Schmitt — a two-time Olympic gold medalist in fencing — played a crucial role in Prime Minister Viktor Orban’s government by advancing his agenda, such as retroactive tax reforms.
Schmitt's paper, which dealt with the Olympic Games, was found by the panel to have “copied chunks of his thesis without proper acknowledgement.” Schmitt’s resignation from a top government position should be a wakeup call for youth who overlook the seriousness of plagiarism.
Despite efforts by universities to curb academic dishonesty, an alarming number of undergraduate students have admitted to plagiarizing. According to plagiarism.org, 36% of undergraduates have plagiarized while 80% admitted to cheating at least once. The prevalence of plagiarism is problematic. It is not a topic meant to fill the last page on a college course syllabus, but an offense that carries real ramifications. As seen in Schmitt's case, students must diligently avoid plagiarizing because the consequences can ruin education and professional careers.
Punishment for plagiarism ranges, with some schools approaching it more severely than others. For example, Rutgers University makes students with “level one infractions” like “improper footnoting” by making students re-do assignments. If a Rutgers student were to copy significant portions of research without attribution on a graduation thesis like Schmitt had, that student would face “expulsion and a permanent transcript notation.”

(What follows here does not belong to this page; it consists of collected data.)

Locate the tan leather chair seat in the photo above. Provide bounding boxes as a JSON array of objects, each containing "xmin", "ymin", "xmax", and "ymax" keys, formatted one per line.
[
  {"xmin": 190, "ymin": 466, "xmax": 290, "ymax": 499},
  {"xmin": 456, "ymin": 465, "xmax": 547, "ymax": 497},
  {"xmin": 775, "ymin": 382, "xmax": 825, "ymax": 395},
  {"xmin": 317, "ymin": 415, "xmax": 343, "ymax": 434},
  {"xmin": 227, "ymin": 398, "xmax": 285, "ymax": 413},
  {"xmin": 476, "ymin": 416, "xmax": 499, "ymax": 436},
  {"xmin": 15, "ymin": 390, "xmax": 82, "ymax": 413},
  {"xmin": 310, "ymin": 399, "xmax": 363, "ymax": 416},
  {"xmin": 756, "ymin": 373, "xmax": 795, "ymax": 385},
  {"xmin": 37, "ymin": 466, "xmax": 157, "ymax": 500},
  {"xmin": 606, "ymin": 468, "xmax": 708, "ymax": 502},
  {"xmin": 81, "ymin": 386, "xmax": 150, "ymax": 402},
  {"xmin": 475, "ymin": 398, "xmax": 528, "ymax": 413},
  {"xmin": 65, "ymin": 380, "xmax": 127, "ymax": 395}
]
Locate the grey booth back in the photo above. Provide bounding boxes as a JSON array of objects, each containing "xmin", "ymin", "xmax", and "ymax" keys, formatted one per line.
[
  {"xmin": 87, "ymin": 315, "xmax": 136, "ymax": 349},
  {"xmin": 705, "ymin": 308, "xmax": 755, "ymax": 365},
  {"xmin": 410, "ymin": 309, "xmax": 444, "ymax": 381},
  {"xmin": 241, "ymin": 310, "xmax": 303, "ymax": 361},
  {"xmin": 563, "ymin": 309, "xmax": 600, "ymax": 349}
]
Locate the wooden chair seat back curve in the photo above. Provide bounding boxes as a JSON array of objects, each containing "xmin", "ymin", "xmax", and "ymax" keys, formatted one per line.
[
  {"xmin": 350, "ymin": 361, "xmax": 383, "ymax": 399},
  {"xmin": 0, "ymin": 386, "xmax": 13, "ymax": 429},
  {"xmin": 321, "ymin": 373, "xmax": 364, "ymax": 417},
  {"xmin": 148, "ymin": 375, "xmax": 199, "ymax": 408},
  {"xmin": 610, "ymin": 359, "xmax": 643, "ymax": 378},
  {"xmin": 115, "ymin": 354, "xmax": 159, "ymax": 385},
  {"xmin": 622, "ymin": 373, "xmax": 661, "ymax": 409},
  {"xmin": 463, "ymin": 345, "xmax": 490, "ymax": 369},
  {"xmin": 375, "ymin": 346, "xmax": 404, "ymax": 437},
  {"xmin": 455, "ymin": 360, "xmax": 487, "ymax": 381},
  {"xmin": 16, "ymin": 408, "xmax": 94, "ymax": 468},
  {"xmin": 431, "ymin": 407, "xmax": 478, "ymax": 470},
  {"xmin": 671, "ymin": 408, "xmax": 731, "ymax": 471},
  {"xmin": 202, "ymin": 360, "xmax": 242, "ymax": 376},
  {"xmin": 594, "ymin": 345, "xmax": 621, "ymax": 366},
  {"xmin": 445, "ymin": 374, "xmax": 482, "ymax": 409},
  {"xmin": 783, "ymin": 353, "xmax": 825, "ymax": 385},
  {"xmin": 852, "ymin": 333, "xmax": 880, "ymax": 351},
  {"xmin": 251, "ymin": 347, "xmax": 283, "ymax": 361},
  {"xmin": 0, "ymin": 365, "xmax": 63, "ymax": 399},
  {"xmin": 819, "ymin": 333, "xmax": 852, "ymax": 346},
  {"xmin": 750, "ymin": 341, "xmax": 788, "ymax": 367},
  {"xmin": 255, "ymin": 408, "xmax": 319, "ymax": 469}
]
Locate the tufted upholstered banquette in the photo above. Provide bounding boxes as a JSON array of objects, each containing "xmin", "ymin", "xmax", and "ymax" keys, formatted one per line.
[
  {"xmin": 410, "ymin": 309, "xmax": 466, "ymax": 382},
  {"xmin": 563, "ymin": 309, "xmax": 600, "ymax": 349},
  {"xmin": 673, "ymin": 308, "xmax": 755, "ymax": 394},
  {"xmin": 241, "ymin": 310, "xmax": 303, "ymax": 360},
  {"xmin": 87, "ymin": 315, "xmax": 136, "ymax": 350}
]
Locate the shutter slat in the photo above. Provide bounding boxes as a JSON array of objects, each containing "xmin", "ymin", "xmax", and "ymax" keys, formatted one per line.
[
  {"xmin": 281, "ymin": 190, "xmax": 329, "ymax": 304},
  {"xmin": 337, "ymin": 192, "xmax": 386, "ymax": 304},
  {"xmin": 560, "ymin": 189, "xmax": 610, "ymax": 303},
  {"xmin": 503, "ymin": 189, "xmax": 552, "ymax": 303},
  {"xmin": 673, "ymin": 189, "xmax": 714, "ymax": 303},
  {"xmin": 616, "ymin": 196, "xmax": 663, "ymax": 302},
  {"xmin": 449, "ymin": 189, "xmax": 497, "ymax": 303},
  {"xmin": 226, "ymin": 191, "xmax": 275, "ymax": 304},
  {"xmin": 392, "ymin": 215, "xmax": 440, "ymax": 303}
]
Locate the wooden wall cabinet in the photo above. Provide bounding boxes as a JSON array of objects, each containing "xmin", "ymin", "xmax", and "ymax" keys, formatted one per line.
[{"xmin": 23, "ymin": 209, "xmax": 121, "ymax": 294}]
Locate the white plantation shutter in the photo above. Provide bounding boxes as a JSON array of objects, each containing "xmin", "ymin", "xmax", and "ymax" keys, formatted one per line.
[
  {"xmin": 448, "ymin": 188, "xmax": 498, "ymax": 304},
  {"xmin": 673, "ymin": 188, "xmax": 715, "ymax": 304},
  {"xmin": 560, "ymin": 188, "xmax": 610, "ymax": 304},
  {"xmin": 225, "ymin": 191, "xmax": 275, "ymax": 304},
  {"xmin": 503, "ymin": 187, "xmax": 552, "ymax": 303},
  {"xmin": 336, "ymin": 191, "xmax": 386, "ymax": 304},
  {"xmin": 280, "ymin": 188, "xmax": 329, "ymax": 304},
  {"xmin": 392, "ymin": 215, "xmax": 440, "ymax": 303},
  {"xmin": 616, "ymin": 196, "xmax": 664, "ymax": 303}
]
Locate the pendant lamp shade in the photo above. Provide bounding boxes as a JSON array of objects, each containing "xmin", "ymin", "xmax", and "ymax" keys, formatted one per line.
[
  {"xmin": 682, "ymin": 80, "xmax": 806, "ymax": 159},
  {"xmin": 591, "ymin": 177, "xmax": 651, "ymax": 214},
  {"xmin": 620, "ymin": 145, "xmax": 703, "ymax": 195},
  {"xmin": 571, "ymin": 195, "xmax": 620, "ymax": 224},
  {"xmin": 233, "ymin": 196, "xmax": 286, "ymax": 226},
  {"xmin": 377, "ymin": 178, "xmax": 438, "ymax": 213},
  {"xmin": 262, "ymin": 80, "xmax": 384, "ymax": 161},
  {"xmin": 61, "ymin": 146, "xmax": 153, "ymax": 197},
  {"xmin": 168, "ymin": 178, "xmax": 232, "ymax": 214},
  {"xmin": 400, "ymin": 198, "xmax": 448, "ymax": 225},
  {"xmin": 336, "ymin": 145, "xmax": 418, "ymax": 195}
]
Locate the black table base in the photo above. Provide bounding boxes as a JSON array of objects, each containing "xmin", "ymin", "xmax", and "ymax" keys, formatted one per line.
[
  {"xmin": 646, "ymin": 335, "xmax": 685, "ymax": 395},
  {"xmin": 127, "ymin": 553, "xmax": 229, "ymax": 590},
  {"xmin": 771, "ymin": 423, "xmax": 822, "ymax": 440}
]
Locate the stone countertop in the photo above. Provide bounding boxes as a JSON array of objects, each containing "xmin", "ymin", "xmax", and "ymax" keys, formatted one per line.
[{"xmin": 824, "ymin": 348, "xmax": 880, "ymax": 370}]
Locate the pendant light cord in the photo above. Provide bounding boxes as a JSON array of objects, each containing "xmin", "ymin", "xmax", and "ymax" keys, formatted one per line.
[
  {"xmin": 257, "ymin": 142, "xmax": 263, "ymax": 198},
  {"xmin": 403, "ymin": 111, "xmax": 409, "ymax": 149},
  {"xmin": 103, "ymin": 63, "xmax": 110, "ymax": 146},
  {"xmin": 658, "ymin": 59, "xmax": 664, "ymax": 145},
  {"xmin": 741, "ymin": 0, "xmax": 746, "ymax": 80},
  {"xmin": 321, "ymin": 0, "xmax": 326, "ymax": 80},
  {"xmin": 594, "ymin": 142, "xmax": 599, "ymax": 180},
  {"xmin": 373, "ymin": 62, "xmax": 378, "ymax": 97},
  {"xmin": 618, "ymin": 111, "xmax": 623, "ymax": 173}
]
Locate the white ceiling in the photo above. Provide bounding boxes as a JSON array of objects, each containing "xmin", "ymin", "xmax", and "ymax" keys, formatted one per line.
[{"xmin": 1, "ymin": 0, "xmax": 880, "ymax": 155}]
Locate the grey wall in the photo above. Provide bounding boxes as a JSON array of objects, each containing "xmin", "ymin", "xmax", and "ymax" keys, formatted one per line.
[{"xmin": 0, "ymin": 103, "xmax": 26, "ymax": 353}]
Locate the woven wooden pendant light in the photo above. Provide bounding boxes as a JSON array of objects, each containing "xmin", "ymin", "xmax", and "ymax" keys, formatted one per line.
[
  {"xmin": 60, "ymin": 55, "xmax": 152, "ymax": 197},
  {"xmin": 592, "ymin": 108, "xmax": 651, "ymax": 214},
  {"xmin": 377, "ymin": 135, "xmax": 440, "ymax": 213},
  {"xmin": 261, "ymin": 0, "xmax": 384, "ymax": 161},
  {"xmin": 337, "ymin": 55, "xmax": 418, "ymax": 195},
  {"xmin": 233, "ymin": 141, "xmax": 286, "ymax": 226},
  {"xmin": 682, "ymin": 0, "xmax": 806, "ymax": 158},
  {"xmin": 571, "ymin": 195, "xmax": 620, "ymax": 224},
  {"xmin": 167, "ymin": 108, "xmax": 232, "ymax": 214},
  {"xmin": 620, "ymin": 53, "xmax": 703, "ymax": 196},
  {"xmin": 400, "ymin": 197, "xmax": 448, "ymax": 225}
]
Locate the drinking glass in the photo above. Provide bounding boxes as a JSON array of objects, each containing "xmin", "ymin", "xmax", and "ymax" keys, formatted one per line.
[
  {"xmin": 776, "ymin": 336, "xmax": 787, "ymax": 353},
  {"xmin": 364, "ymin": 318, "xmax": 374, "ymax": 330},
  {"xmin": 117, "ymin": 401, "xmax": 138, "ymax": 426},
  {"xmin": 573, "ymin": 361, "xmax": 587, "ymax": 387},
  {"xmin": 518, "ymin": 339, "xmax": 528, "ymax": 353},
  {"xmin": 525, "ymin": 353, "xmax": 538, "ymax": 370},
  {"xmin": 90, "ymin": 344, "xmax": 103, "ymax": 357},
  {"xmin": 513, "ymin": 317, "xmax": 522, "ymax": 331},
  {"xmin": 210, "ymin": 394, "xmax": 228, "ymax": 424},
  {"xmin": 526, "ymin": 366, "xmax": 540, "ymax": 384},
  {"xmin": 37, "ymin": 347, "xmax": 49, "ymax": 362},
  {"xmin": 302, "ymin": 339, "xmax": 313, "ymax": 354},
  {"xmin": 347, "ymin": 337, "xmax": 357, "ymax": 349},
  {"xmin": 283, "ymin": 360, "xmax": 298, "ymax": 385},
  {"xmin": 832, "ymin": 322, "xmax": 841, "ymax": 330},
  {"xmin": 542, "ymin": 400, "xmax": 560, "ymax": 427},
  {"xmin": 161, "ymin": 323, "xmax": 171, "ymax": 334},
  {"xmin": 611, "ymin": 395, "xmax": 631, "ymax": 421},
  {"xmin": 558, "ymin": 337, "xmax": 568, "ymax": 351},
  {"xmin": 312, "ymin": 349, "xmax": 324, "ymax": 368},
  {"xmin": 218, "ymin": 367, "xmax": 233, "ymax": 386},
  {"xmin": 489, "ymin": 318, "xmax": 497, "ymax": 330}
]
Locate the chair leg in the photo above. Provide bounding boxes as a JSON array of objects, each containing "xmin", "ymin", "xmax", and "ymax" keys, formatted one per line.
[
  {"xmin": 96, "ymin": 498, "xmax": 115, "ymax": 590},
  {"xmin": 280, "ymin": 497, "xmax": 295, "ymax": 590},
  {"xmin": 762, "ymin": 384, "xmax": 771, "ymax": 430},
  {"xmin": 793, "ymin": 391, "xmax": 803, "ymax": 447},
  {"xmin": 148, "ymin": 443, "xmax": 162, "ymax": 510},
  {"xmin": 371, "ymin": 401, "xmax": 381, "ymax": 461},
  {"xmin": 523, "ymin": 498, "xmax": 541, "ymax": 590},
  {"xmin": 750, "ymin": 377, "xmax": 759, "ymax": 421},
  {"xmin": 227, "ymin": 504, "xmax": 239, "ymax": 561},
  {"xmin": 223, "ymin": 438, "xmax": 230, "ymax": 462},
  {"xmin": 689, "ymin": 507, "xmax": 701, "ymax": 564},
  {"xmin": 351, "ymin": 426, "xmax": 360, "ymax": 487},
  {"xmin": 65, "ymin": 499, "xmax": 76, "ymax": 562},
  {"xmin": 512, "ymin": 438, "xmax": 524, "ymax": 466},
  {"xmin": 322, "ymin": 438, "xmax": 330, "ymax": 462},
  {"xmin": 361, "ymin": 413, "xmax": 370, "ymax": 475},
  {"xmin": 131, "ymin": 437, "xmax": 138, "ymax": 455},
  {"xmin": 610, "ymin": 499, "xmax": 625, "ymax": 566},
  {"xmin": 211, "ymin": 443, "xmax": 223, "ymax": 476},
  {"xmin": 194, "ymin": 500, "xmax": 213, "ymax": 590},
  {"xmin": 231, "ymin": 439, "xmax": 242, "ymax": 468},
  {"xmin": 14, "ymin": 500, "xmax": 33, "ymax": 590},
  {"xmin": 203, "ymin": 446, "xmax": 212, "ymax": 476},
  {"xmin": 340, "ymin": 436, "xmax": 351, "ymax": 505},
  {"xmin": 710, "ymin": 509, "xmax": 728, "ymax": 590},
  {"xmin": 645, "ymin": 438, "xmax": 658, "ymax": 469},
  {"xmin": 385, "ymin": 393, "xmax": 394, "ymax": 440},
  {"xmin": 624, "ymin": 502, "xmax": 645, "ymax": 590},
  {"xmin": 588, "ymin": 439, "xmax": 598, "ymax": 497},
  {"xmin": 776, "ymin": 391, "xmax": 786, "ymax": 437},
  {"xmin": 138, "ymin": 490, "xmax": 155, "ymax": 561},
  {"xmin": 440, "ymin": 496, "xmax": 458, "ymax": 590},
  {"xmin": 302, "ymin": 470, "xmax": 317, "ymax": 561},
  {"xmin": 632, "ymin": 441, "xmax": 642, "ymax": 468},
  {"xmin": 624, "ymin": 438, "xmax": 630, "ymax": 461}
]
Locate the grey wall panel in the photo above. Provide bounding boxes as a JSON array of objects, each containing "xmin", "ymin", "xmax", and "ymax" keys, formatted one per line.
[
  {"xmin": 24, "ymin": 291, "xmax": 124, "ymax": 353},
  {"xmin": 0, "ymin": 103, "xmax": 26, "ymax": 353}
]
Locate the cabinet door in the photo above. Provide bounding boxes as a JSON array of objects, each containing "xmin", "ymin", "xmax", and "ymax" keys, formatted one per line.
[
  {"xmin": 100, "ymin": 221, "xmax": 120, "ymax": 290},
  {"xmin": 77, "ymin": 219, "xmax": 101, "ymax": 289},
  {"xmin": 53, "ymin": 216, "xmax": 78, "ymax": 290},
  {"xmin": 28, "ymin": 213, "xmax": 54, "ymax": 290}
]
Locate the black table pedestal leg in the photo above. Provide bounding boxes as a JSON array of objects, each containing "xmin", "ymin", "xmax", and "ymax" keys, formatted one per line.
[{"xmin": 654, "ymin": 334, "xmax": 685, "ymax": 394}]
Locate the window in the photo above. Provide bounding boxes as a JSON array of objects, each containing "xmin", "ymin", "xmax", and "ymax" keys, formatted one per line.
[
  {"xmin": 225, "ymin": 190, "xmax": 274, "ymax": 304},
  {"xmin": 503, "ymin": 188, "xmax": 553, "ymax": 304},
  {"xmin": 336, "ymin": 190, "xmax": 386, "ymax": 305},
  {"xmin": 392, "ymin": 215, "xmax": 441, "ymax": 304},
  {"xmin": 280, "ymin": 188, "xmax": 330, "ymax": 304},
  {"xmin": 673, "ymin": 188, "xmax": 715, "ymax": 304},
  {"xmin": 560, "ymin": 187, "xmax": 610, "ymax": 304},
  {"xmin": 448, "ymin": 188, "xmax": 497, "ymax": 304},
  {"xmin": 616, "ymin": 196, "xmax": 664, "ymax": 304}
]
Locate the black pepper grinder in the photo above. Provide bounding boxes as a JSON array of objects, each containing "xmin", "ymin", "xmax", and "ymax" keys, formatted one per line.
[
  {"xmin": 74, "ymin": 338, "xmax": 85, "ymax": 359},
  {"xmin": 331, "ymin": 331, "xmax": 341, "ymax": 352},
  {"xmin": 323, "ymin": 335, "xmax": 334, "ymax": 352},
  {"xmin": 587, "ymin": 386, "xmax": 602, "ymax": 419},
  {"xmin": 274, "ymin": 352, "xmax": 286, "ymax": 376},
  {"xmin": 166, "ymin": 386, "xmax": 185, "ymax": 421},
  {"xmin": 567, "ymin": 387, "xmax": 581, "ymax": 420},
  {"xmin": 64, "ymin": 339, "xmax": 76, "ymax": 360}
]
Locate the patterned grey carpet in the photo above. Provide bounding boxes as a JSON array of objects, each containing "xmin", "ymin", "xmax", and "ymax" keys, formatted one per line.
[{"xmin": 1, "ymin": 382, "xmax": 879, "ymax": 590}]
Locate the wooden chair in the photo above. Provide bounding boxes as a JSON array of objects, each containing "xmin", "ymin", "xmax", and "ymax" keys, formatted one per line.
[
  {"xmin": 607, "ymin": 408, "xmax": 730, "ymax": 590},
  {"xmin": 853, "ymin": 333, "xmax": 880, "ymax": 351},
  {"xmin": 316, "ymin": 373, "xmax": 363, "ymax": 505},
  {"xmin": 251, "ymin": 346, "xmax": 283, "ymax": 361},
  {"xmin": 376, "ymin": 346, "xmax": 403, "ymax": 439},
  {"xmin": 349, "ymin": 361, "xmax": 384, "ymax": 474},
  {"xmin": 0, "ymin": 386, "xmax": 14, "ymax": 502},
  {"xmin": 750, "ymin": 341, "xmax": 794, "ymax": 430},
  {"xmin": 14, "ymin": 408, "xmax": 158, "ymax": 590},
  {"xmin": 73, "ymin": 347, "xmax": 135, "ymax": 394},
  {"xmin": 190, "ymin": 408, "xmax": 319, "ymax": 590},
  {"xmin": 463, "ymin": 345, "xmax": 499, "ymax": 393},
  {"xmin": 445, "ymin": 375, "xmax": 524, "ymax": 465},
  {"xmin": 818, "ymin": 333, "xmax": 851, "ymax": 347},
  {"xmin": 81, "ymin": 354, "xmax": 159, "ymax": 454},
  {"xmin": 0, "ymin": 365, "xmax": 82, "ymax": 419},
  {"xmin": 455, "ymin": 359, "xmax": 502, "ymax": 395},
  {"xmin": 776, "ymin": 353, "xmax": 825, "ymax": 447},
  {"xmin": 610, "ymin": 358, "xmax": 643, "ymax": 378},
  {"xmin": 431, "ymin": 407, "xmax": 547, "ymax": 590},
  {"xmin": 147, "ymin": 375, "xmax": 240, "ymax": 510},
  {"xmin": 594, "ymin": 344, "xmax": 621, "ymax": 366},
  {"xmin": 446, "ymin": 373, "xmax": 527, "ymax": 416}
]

Plagiarism goes beyond the classroom. Former New York Times journalist Jayson Blair, who wrote more than 600 stories, committed numerous acts of plagiarism like inventing quotes and sources, which led to his firing.
While plagiarism can lead to big punishments, it is a completely avoidable offense if one puts in the effort. Each major citation method has its own guidelines, and there are websites to help with them, such as these sites for; MLA, Chicago, and APSA. Given the severe consequences that accompany plagiarism, and the relative ease with which such offenses can be avoided, there is no excuse to put yourself at risk of being kicked out of school or fired from a job. Who knows, you might be president of a country.